For Alexandre Tombini, the president of Brazil’s central bank, last week was one of the more tumultuous in his nine months in the job.

Mr Tombini was forced to clarify on television a surprise decision to cut interest rates even as consumer prices hit a six-year high amid concern among private sector economists that the central bank was watering down Brazil’s cherished inflation-targeting regime.

“The central bank continues to operate with autonomy,” Mr Tombini told Globo TV, rejecting claims that the interest rate cut was a political decision.

Brazil’s about-turn on interest rates, in which it abruptly ended its tightening cycle this year by slashing 50 basis points off its benchmark Selic rate to reduce it to 12 per cent, is a gamble that is being watched by emerging-market policymakers around the world.

Latin America’s biggest economy is not the first to cut interest rates citing the weakening global outlook – Turkey began easing in early August.

But Brazil is the largest emerging-market economy so far to have begun easing. And, given the country’s chequered history with inflation, which in past decades was a destabilising force in the economy, the issue is highly sensitive.

The central bank’s call to begin easing now was all the more significant because inflation in the 12 months to the end of August reached 7.23 per cent – the highest since 2005 and well beyond the official target of 4.5 per cent plus or minus 2 percentage points.

In the minutes of the monetary policy meeting that decided on the rate cut, which were released last week, the central bank said it believed that the global economy was facing a shallower but longer period of weakness than in 2008-09. In this environment, the central bank could cut rates and still meet its inflation target next year of 4.5 per cent.

“Since the last meeting of the monetary policy committee, the outlook for the global economy has deteriorated,” the minutes said.

The sudden about-face by the bank, which until then had been increasing interest rates this year, adding 175 basis points to the benchmark rate, prompted concern among market economists that the central bank was taking a gamble on inflation for political reasons.

“There is some dissonance, some tension there between their actions and their rhetorical commitments to the inflation target,” says Alberto Ramos, an economist with Goldman Sachs. “If they were really committed … [to] getting inflation to the target by 2012, I think in the name of prudence they probably should have held rather than cut.”

The government of President Dilma Rousseff is keen to see lower real interest rates – Brazil’s are the highest in the world for a large economy.

Lower interest rates would also ensure economic growth continued at a reasonable pace after last year’s rip-roaring 7.5 per cent.
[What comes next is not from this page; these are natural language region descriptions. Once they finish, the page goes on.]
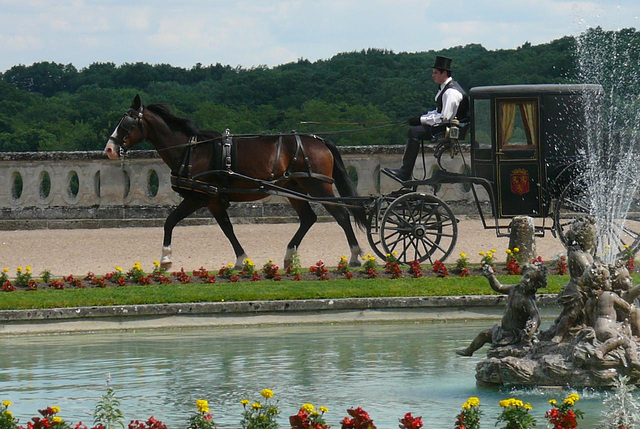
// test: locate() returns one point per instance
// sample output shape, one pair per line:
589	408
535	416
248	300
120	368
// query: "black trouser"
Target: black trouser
423	132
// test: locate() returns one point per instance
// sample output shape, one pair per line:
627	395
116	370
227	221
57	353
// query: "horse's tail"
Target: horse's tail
344	184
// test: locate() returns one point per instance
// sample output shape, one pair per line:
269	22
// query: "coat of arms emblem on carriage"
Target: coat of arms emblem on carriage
519	181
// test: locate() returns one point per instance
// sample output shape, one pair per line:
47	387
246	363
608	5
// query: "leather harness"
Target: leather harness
225	165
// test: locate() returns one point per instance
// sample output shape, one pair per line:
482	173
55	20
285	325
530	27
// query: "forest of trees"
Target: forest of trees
49	106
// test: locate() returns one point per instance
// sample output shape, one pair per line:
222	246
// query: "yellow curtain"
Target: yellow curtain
506	119
528	112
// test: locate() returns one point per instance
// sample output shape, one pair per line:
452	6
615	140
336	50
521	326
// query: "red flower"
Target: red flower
410	422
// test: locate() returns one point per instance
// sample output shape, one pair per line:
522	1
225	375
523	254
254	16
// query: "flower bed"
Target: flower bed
269	271
263	414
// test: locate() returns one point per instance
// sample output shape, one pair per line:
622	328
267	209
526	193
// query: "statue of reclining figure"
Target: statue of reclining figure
521	318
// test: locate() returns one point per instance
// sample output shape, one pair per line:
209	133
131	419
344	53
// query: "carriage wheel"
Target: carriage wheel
577	200
418	227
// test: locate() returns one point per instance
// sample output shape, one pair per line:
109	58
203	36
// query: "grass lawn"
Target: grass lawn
262	290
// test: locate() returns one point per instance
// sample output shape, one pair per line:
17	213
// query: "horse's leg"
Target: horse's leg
184	209
219	211
341	215
307	219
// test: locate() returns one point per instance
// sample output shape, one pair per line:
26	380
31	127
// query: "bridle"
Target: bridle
129	121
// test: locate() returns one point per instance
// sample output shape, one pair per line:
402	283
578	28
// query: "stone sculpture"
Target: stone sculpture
592	341
521	318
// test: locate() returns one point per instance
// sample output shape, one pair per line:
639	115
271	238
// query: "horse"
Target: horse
301	163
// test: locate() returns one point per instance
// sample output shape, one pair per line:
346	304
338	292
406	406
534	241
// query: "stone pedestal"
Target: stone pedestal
523	237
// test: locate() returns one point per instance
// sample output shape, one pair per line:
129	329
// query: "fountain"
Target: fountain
596	337
611	173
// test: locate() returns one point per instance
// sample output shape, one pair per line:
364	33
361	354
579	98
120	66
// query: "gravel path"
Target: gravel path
77	251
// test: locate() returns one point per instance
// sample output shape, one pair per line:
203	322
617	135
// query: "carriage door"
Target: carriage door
517	156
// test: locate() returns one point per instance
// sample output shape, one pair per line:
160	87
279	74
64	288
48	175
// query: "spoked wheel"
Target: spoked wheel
622	226
418	227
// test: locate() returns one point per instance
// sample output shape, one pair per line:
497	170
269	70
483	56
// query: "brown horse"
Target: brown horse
303	164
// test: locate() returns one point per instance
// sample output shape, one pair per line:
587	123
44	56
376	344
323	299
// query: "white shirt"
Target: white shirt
450	101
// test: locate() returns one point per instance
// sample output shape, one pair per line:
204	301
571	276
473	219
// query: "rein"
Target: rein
354	130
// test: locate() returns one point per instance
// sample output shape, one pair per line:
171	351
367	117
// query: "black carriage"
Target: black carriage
526	149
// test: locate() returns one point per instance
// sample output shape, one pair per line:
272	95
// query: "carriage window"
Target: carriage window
517	123
482	124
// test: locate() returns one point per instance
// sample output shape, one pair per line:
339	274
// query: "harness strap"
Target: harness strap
226	149
287	174
185	167
275	164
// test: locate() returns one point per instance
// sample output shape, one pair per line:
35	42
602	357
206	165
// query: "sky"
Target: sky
259	32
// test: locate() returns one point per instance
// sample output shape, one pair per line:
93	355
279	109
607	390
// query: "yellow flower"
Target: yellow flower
474	401
574	397
203	405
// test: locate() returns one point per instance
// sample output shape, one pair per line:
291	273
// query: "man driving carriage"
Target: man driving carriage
451	101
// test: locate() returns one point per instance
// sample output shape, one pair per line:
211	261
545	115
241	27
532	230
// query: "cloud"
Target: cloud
272	32
20	43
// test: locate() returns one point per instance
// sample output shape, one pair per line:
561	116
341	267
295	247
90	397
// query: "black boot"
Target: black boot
405	172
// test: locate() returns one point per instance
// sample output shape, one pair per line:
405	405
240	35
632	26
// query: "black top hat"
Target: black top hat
443	63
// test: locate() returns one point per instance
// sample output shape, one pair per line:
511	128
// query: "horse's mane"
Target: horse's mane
176	123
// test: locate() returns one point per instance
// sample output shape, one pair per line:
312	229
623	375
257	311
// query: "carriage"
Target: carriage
526	147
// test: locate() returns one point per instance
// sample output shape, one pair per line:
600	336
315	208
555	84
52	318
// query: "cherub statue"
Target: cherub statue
622	284
602	311
581	242
521	318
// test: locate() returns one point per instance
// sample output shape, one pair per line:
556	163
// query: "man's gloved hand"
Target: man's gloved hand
414	121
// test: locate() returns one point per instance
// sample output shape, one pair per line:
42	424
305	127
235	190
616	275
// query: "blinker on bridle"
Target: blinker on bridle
129	121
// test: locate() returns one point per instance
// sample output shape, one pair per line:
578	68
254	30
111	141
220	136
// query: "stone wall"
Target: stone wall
84	189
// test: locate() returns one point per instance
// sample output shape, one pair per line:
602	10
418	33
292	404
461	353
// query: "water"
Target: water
388	369
611	136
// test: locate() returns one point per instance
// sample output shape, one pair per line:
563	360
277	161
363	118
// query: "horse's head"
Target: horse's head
129	132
Easier monetary policy might also weaken Brazil’s currency, the real, against the dollar, which the government blames for undermining domestic industry.

At the heart of economists’ concerns is whether the central bank’s autonomy is in jeopardy. “We believe the Brazilian authorities are operating a new policy regime with three targets – growth, inflation and [the exchange rate],” wrote Nomura economist Tony Volpon in a report. “The risk of surprising, ‘stop-and-go’ changes in policy priorities … and greater interference in markets is, we believe, a new permanent part of the economic and market landscape.”
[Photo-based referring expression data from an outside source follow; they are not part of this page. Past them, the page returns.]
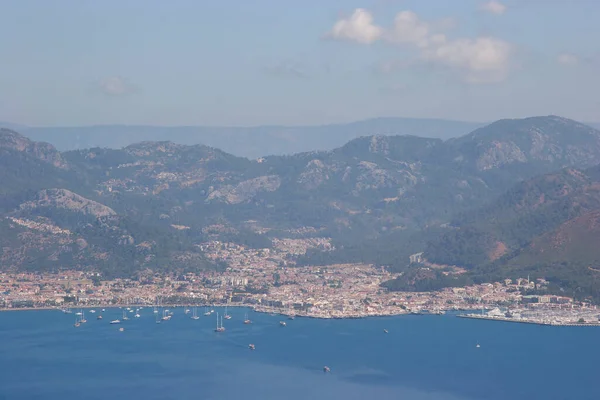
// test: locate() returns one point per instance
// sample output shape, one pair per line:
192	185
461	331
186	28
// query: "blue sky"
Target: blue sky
244	62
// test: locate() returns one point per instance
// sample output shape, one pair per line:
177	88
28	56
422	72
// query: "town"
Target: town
263	280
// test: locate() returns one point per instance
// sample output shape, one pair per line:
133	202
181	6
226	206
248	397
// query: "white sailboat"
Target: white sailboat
220	328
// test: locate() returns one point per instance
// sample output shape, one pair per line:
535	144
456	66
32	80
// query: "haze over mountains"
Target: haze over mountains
251	142
483	201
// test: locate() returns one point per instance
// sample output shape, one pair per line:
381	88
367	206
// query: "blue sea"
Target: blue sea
42	356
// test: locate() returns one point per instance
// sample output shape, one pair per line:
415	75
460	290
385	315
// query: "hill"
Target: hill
545	227
379	198
251	142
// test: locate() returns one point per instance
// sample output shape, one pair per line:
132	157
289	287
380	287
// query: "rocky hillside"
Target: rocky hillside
157	201
546	227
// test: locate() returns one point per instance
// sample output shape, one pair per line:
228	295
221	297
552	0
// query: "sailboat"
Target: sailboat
220	328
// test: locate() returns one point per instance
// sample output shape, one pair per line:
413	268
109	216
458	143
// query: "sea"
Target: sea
429	357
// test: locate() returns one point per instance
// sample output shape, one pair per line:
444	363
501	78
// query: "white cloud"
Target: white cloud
358	28
478	60
567	59
116	86
494	7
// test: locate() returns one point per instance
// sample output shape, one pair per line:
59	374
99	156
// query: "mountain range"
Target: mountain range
251	142
497	202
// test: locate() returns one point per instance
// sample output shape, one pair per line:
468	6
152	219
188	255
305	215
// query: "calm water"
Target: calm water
42	356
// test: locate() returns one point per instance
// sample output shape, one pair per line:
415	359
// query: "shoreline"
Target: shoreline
525	321
252	307
286	313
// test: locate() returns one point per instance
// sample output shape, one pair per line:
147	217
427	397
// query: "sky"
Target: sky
271	62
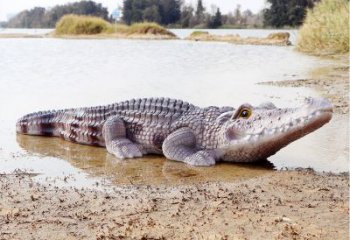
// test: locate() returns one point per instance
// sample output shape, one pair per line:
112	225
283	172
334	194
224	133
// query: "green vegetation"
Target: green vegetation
283	13
86	25
47	18
178	13
326	28
148	28
75	25
198	33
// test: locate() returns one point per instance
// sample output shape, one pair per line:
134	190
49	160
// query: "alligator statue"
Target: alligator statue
182	131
Economists dispute that there is clear evidence that external conditions are so negative that inflation will die off in Brazil. If the US embarks on more quantitative easing, commodity prices could stay high, favouring the Brazilian economy. China’s economy, the mainstay of Brazil’s commodity exporters, also remains buoyant.
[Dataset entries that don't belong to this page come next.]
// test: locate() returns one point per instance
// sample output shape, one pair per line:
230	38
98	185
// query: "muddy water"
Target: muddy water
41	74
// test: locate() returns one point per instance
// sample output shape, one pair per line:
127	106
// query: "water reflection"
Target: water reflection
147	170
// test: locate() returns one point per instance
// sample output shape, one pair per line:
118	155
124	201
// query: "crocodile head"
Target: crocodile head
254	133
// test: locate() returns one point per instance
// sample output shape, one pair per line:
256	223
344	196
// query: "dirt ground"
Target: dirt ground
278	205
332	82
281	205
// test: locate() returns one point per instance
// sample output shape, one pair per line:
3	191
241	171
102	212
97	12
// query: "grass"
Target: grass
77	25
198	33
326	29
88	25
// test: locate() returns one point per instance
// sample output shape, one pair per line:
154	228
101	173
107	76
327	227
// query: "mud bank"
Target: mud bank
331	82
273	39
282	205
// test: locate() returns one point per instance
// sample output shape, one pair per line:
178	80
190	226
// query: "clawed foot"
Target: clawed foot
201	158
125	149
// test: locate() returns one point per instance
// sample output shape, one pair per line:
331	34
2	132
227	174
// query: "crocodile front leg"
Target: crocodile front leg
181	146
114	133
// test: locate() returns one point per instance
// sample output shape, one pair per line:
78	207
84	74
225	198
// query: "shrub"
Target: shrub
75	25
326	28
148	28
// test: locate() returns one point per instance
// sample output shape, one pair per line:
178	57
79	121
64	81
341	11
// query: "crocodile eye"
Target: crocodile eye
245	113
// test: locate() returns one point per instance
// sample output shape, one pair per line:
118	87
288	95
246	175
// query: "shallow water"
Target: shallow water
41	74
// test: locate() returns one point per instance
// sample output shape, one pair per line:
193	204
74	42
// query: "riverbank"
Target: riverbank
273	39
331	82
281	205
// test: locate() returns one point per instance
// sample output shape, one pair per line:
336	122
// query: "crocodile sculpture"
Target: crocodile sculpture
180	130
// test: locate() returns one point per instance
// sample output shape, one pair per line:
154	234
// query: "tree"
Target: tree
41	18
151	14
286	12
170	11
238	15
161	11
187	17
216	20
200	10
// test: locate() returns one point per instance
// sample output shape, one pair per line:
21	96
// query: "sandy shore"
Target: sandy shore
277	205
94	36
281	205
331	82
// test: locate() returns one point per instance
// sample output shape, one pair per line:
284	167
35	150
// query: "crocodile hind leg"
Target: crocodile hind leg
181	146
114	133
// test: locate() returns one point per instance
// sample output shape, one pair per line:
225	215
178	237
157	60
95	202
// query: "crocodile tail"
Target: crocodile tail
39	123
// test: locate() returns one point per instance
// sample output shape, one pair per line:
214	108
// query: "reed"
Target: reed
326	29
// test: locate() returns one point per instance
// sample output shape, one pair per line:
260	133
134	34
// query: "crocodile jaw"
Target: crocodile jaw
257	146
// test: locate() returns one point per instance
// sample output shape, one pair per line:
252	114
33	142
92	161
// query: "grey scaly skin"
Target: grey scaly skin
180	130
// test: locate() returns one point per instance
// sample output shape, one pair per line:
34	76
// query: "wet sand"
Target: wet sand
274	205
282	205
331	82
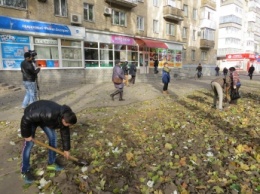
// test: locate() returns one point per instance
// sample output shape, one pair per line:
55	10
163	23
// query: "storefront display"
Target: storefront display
47	52
56	45
12	50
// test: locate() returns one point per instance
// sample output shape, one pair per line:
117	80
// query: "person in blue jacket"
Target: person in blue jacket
166	77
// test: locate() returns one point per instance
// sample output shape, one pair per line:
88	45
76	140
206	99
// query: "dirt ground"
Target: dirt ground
148	144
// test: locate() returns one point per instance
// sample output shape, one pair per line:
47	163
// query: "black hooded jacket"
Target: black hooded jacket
28	71
46	113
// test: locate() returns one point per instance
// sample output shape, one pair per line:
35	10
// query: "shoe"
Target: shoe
54	167
28	177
Most economists have lowered their forecast for Brazilian economic growth to between 3 and 4 per cent but these levels might be high enough to sustain inflation above the official target, given a tight labour market and expected wage increases.

Goldman Sachs’ Mr Ramos argues that even if the central bank proves correct and the global outlook deteriorates so much that inflation does converge to the target next year, its methodology is questionable.

“In the end it might turn out OK for Brazil, it might turn out to have been the right decision, but that does mean the process was right because there is an element of a gamble, of wishful thinking in this decision,” he said.

In his TV interview, however, Mr Tombini said the world had changed between the last two meetings of the monetary policy committee. And he rejected claims that the central bank was now serving more than one master.

“The central bank does not have any other target than inflation,” Mr Tombini said.